In vivo feasibility in a non-human primate (NHP) model. Coronal T₁-weighted, T₂-weighted and susceptibility-weighted imaging (SWI) for NHPs 1 (left) and 2 (right). T₁-weighted MRI confirmed blood-brain barrier opening in the thalamus (NHP 1) and dorsolateral prefrontal cortex (NHP 2), using the clinical focused ultrasound (FUS) transducer with clinically relevant parameters (MI: 0.4) and FDA-approved Definity microbubble dose (10 μl/kg). T₂-weighted and SWI showed that there is no acute hemorrhage or edema after the FUS treatment. Color bar: normalized contrast enhancement. Scale bar: 1 cm.

Fig. 10:

In vivo passive cavitation detection measurements confirmed that stable cavitation dominated throughout ultrasound treatment at clinically-relevant conditions. Spectral amplitude (a, d) before and (b, e) after microbubble injection, for non-human primate (NHP) 1 (a, b) and NHP 2 (d, e). Spectrogram of the entire treatment session for NHP 1 (c) and NHP 2 (f).

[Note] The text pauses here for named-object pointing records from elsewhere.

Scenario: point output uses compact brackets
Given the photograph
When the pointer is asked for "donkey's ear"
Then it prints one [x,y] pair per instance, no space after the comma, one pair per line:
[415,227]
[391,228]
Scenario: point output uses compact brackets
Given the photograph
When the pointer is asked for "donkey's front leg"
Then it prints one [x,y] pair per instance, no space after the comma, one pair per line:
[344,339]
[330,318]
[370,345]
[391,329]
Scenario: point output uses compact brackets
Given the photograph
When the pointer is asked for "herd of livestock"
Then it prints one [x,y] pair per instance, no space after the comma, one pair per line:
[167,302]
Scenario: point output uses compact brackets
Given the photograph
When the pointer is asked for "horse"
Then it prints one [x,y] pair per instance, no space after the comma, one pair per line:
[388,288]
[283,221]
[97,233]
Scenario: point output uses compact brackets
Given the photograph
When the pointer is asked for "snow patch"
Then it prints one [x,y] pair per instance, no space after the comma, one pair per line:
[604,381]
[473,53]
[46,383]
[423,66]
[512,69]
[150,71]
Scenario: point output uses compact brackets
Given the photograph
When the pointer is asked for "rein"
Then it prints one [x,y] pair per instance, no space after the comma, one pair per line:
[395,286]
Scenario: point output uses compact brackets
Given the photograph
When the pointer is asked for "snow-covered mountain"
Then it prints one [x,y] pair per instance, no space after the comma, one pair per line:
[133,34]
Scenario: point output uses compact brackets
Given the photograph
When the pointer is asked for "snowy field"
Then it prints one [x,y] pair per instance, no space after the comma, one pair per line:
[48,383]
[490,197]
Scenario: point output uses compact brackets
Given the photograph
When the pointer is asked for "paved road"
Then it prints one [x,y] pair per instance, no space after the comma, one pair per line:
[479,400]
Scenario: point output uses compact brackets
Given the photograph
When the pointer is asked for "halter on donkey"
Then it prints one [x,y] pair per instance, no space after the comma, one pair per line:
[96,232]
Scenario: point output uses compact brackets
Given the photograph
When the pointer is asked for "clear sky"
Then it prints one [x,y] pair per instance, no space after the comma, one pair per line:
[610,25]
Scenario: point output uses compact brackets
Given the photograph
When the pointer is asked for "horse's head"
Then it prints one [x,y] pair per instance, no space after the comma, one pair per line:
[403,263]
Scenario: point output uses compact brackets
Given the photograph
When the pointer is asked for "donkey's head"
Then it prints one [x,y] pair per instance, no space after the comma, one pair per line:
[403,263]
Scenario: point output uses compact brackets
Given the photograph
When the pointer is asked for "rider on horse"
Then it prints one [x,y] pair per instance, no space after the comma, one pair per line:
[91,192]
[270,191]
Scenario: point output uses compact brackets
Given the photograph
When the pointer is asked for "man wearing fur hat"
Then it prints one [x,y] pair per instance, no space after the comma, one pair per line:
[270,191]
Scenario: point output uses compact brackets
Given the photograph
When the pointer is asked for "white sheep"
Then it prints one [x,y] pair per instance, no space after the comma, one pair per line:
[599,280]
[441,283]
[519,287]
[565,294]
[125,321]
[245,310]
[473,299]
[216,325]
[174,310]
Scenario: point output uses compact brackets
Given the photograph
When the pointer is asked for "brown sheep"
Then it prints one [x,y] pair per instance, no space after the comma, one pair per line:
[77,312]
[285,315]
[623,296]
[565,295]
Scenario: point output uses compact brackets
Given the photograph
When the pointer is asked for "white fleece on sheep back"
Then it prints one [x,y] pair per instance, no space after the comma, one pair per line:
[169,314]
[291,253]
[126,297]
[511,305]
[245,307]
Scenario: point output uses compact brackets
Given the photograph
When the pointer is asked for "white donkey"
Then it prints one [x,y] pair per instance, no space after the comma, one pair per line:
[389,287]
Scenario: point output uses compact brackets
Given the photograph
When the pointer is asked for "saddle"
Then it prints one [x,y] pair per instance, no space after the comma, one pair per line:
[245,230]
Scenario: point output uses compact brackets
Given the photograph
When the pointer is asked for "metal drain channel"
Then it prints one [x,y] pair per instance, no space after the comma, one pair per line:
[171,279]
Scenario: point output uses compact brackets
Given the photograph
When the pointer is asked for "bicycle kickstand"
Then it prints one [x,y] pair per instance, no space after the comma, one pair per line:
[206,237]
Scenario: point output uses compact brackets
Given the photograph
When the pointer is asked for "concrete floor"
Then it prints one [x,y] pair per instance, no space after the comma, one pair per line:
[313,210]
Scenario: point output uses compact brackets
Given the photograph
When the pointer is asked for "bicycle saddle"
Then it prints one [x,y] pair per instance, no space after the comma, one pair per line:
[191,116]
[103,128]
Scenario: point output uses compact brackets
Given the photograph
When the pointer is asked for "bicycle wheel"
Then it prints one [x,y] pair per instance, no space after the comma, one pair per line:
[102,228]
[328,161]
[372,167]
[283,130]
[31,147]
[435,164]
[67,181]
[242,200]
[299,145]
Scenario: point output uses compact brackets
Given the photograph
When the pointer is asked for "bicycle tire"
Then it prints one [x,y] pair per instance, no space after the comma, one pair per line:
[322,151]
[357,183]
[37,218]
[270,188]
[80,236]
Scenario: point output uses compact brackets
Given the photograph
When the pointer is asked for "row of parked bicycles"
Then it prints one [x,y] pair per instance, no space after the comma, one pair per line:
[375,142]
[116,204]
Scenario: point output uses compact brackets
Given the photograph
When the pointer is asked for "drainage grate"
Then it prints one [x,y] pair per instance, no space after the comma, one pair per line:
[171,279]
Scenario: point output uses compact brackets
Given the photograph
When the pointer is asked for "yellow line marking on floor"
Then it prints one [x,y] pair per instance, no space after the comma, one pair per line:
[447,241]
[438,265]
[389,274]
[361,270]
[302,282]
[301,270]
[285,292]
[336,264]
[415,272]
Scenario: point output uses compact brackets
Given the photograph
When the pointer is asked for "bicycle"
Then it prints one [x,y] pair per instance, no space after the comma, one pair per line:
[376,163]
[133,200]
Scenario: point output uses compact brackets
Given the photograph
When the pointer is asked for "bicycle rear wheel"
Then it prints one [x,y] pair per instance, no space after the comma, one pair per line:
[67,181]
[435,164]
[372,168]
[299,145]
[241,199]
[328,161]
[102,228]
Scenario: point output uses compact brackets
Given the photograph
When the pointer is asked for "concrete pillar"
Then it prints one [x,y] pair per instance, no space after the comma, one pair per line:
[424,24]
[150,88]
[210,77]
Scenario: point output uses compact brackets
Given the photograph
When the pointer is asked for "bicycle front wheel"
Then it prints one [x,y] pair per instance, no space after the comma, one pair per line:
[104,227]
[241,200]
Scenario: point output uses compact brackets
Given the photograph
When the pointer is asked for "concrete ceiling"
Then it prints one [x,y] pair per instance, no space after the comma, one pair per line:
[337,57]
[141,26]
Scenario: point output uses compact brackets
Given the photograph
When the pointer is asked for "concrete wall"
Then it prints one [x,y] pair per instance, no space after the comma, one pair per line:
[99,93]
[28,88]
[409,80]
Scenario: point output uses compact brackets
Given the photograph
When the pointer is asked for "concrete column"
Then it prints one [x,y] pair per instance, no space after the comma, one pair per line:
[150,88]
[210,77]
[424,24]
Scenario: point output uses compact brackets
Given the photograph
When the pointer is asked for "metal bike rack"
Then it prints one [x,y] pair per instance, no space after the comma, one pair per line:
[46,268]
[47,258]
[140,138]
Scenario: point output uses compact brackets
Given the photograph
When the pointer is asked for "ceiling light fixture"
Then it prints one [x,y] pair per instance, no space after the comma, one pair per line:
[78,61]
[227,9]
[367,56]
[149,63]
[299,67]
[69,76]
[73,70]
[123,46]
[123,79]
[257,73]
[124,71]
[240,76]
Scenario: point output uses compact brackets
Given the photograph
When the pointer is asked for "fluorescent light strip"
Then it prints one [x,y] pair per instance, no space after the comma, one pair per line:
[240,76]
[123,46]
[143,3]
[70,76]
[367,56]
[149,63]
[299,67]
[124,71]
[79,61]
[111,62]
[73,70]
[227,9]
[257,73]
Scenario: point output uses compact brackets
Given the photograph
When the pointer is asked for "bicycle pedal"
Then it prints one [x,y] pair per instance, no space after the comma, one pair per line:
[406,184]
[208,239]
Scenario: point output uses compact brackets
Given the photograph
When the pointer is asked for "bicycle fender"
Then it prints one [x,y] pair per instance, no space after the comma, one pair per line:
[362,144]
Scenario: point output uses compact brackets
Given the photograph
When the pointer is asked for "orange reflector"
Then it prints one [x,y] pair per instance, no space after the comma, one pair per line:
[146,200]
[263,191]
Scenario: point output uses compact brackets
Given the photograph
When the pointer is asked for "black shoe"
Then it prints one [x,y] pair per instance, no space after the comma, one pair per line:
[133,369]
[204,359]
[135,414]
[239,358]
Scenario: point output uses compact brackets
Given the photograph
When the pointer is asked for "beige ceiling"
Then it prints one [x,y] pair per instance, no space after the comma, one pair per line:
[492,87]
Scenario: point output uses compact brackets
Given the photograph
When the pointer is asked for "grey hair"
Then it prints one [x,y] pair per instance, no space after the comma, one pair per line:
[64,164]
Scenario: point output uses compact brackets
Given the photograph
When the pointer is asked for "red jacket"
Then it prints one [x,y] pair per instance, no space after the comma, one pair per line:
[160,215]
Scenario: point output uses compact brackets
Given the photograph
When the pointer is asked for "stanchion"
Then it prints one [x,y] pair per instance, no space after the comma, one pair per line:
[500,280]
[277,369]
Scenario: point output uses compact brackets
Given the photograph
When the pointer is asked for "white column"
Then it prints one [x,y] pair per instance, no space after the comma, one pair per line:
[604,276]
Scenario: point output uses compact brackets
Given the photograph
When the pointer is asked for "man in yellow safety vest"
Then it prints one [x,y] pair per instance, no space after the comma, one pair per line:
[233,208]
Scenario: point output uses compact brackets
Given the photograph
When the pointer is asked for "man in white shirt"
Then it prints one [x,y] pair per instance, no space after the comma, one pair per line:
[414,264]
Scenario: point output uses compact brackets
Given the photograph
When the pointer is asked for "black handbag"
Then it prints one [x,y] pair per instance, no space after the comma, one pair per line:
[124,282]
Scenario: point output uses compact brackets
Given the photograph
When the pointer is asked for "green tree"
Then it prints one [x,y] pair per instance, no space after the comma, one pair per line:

Higher harmonic emissions were detected, with no substantial increase in the broadband floor after microbubble entrance into the focal volume (white dashed lines). (g)-(h) Stable harmonic cavitation levels (black line) rose right after microbubble administration (dashed line) and remained relatively constant throughout the sonication, for both NHP 1 (g) and 2 (h). Stable ultraharmonic (blue line) and inertial cavitation levels (red line) had a moderate increase, indicating absence of violent cavitation events at MI of 0.4. Arrows indicate the time points shown in (b) and (e). (i) Average stable harmonic (black), stable ultraharmonic (blue) and inertial (red) cavitation dose during focused ultrasound treatment for NHP 1 (filled bars) and NHP 2 (patterned bars), following microbubble administration (t > 15s). Data presented as mean ± standard deviation (n = 210 pulses).